L’arrosage goutte-à-goutte est une méthode d’irrigation qui consiste à apporter l’eau directement aux racines des plantes, goutte par goutte, grâce à un système de tuyaux et d’émetteurs. Cette technique est idéale pour les massifs, potagers et haies, car elle arrose directement au pied des plantes, limitant l’évaporation et les pertes d’eau. Il permet de réduire la consommation d’eau, de limiter l’évaporation et d’éviter le gaspillage en arrosant uniquement les zones où les plantes en ont besoin. Le goutte-à-goutte enterré (de quelques millimètres à une dizaine de centimètres), demande une installation et un entretien plus complexe mais est plus efficace. Cette méthode permet principalement d’augmenter l’efficience de l’arrosage (rapport entre l’eau apportée aux plantes et les pertes liées aux fuites, à l'évaporation ou au ruissellement). Enfin, les faibles doses d’arrosages permettent de réduire les risques de drainage et de lixivation - perte de nutriments végétaux du sol solubles par l’eau entraînés par les eaux d’infiltration à la suite de pluie ou d’arrosage.

Pour installer et utiliser un système d’arrosage goutte-à-goutte, choisissez un kit adapté à la taille de votre jardin et aux types de plantes que vous cultivez. Installez les tuyaux et les émetteurs près des racines de vos plantes, en suivant les instructions du fabricant, et veillez à bien fixer le tuyau principal et à positionner les émetteurs de manière à ce qu’ils délivrent l’eau directement au pied des plantes. Régulez la fréquence et la durée de l’arrosage en fonction des besoins de vos plantes et des conditions météorologiques. L’idéal est d’arroser tôt le matin ou en fin de journée pour minimiser l’évaporation. Vérifiez régulièrement le bon fonctionnement de votre système d’arrosage goutte-à-goutte et nettoyez les émetteurs pour éviter les obstructions. Pour aller encore plus loin dans l’économie d’eau, vous pouvez connecter votre système d’arrosage goutte-à-goutte à un récupérateur d’eau de pluie ou à un programmateur pour automatiser l’arrosage en fonction des besoins de vos plantes. Il existe d’autres techniques de goutte à goutte réemployant des bouteilles en plastique par exemple.

3.2. L'arrosage micro-poreux : une diffusion douce et régulière

Basé sur la mise en place d'un tuyau suintant par ses micro-perforations, cette technique est facile à mettre en place, soit en ligne au pied d'une haie ou d'un rang de culture potagère, soit en zig-zag pour couvrir un massif de fleurs ou un carré d'aromatiques.

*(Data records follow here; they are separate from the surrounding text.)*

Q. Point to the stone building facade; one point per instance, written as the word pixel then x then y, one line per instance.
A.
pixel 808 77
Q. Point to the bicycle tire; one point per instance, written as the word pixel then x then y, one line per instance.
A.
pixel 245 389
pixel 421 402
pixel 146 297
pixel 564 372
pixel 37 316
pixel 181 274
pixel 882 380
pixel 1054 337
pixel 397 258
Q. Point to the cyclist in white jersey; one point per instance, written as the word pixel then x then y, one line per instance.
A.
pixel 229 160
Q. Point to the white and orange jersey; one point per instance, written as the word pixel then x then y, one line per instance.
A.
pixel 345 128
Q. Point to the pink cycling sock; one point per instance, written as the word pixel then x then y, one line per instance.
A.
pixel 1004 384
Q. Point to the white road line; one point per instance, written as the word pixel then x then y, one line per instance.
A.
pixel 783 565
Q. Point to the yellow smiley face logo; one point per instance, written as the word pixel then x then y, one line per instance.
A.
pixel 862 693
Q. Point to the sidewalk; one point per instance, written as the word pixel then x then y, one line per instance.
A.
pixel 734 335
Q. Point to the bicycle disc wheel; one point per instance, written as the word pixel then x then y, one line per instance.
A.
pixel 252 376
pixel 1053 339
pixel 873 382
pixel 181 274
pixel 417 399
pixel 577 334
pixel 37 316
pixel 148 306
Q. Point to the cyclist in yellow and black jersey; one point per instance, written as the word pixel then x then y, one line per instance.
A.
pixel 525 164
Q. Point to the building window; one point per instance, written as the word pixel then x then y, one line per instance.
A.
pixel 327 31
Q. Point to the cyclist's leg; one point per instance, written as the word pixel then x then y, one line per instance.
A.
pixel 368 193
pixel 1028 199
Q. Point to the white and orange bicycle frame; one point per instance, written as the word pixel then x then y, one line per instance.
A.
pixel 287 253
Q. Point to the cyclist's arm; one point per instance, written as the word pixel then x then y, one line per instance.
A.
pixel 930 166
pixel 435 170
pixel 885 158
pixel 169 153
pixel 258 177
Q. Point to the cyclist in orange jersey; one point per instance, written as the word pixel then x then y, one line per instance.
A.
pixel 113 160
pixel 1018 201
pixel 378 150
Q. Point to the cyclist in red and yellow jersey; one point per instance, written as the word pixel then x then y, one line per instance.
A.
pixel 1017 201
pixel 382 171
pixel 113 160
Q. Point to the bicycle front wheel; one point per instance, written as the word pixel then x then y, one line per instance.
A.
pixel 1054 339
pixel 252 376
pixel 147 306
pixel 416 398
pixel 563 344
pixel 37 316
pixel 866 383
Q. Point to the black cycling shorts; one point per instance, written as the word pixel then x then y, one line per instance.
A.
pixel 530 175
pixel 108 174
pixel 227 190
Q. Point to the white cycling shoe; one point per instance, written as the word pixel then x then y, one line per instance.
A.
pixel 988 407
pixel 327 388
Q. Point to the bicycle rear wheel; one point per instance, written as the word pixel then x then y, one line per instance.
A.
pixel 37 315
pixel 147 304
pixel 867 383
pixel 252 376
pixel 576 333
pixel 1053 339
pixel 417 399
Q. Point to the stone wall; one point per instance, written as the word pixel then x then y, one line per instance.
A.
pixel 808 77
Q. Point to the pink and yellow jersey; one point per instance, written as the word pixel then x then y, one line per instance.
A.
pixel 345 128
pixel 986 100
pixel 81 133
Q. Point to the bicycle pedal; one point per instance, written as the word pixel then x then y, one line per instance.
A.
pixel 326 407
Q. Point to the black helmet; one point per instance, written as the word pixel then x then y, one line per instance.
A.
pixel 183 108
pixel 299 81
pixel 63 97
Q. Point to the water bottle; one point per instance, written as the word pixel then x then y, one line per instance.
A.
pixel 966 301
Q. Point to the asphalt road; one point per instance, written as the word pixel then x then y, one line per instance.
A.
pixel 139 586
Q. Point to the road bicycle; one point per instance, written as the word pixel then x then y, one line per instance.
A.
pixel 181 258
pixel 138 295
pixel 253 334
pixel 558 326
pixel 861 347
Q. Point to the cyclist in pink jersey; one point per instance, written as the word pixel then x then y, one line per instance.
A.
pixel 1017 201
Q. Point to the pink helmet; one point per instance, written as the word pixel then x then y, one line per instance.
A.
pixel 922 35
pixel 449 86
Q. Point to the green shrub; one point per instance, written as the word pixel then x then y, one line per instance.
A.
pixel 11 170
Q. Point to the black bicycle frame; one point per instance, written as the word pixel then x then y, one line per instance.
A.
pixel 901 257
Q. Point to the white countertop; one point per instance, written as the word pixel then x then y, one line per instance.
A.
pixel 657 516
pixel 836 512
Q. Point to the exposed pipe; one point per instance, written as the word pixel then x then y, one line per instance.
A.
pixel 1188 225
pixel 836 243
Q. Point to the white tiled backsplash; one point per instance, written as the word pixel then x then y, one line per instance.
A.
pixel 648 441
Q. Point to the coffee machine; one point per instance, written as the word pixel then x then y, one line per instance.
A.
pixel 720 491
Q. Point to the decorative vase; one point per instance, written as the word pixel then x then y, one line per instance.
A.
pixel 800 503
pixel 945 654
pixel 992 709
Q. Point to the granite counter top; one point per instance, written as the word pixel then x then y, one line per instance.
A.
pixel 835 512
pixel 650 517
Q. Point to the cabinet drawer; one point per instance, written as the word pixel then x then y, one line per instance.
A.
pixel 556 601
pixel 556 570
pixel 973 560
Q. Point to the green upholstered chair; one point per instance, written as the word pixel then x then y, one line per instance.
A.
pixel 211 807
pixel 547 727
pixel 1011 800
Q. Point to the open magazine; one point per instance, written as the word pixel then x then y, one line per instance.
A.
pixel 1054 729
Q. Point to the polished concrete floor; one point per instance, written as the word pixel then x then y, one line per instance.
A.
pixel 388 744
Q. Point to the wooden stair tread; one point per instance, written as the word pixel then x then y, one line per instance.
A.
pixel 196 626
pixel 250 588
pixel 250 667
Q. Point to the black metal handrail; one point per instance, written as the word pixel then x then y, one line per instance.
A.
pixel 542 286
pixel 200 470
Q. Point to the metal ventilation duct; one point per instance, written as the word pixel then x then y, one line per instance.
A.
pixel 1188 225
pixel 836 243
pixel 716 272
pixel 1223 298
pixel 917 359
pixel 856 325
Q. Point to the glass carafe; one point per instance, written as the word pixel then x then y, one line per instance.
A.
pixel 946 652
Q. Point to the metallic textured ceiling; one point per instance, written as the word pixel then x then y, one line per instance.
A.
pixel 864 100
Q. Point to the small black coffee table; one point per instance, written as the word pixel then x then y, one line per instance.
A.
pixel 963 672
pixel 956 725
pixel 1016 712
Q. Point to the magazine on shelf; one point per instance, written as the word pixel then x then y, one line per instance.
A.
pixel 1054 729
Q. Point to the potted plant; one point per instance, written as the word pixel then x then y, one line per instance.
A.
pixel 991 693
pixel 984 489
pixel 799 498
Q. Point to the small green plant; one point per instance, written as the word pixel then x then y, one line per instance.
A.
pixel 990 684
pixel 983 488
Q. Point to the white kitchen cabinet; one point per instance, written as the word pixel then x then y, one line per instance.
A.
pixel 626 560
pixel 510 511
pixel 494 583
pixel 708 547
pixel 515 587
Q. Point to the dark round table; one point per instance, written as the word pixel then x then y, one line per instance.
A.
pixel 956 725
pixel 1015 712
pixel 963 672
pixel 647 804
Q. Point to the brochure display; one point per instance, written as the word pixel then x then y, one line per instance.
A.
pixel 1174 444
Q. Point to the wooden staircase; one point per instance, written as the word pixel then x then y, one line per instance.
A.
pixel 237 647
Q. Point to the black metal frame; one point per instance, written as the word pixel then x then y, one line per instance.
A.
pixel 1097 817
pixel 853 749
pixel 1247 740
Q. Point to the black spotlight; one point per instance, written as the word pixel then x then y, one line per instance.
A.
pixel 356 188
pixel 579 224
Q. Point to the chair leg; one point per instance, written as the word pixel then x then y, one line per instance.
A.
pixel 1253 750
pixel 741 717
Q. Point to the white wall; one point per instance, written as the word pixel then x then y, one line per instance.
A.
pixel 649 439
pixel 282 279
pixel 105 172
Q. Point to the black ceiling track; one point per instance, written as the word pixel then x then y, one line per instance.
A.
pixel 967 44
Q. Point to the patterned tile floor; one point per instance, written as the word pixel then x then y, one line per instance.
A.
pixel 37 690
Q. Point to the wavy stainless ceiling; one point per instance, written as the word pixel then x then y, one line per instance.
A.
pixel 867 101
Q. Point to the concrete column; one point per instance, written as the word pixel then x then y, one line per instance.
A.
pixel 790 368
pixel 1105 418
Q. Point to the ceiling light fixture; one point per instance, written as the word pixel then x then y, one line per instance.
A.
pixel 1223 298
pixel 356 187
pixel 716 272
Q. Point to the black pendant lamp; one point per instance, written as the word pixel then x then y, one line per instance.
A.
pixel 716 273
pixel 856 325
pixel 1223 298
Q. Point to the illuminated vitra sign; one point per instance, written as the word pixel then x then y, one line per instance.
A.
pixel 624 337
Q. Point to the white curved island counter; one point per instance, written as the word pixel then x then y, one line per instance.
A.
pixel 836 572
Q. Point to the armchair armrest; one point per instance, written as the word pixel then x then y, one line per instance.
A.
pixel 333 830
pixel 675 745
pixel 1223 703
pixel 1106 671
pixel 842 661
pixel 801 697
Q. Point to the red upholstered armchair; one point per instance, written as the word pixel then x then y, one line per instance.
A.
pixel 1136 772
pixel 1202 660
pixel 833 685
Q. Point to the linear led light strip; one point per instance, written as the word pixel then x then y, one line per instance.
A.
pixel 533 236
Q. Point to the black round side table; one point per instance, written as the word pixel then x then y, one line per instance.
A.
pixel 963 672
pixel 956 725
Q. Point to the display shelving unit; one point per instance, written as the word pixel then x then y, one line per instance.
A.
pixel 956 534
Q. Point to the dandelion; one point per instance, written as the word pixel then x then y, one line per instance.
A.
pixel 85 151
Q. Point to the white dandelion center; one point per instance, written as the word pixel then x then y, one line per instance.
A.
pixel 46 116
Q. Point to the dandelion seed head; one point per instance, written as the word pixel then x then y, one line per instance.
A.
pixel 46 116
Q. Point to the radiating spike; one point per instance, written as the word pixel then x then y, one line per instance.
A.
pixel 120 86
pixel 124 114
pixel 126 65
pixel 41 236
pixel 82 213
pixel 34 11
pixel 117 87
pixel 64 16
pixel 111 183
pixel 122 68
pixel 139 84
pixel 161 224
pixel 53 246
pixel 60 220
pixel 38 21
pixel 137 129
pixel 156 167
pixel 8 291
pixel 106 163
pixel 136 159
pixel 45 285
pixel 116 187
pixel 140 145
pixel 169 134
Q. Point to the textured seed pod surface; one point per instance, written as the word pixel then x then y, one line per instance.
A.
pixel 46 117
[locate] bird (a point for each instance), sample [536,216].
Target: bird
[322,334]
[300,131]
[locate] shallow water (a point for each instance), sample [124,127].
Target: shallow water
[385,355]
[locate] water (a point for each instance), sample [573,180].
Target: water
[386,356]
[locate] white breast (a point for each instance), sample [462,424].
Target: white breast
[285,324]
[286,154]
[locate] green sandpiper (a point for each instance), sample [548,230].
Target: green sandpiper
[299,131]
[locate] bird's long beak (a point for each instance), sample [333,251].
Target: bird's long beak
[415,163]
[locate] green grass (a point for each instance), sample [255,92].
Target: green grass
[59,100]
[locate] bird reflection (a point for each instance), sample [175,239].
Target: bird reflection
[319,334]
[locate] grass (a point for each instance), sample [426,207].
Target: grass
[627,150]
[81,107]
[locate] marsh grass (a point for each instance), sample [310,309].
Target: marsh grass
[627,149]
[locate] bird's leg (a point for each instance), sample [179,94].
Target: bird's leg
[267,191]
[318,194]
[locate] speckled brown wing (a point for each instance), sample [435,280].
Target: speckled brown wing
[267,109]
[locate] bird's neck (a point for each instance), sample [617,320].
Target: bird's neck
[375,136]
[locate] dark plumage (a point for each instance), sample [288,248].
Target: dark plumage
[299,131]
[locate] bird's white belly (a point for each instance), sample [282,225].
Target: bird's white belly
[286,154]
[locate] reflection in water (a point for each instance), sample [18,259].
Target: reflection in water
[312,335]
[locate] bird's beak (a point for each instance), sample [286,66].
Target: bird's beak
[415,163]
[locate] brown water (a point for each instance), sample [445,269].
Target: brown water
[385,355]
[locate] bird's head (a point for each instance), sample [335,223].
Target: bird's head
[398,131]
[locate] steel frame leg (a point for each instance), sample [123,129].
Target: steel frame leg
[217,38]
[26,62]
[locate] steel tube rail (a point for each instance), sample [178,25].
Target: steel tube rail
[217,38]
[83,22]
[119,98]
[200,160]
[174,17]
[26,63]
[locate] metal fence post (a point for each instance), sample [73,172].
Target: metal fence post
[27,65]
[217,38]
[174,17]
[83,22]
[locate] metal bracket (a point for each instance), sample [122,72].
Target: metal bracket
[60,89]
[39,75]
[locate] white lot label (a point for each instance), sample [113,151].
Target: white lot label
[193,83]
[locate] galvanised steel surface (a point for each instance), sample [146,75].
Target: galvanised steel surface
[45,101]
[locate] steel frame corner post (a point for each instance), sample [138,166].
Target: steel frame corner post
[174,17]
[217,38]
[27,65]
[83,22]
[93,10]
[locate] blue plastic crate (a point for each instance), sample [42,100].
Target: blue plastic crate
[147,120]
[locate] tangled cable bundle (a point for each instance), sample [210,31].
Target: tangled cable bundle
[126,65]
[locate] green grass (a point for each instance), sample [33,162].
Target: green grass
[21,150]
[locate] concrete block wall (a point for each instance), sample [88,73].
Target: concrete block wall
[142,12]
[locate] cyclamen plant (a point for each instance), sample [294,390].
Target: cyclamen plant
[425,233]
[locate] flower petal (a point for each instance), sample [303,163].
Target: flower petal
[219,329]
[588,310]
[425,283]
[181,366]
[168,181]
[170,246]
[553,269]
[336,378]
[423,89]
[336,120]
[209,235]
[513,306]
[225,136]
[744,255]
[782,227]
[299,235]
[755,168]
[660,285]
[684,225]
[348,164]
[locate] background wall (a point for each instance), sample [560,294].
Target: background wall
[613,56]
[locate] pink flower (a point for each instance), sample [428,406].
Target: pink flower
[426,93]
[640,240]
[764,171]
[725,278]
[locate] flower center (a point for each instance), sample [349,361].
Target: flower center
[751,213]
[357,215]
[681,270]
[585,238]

Pour une bonne efficacité, faites attention à la pression de l'eau : si elle est insuffisante, les végétaux situés au bout des 30m de longueur du tuyau souffriront.

3.3. Les Ollas et Oyas : l'irrigation ancestrale par capillarité

Les Ollas, ou oyas, sont des pots en terre cuite poreuse, originaires des civilisations anciennes. Ces jarres poreuses permettent une irrigation souterraine, économe en eau, et sont adaptées pour de petites exploitations, en particulier en zone aride. Elles irriguent les plantes par la racine car elles sont enterrées. L’arrosage en profondeur permet de conserver l’humidité. Sous terre, le réservoir d’eau est protégé et il n’y a aucun risque d’évaporation. La plante est arrosée par la racine, les feuilles ne sont donc pas mouillées, l’eau ne stagne pas, les nuisibles ne sont pas attirés et il n’y a pas de mauvaises herbes (même lorsque vous partez en vacances !). Les oyas fonctionnent sur le principe de l’irrigation par capillarité. Il suffit d’enterrer l’oya près des racines des plantes. Jusqu’à 1,5 m pour un sol argileux. Ainsi, les racines se développent autour de l’oya, dans le sol humide et sur la surface de la jarre. La ville de Tours (Indre-et-Loire) a déployé une cinquantaine d’oyas dans un de ses jardins pour les légumes potagers tout au long de l’année. Il est important de noter qu'elles sont fragiles et doivent être protégées du gel pour éviter d’être fendues. Le paillage du sol autour de la jarre permet de limiter cet aléa en hiver et limiter l’évapotranspiration l’été. L’utilisation d’une eau calcaire pour le remplissage des jarres peut finir par les boucher, ainsi, l’eau de pluie est préférable, si elle peut être mobilisée.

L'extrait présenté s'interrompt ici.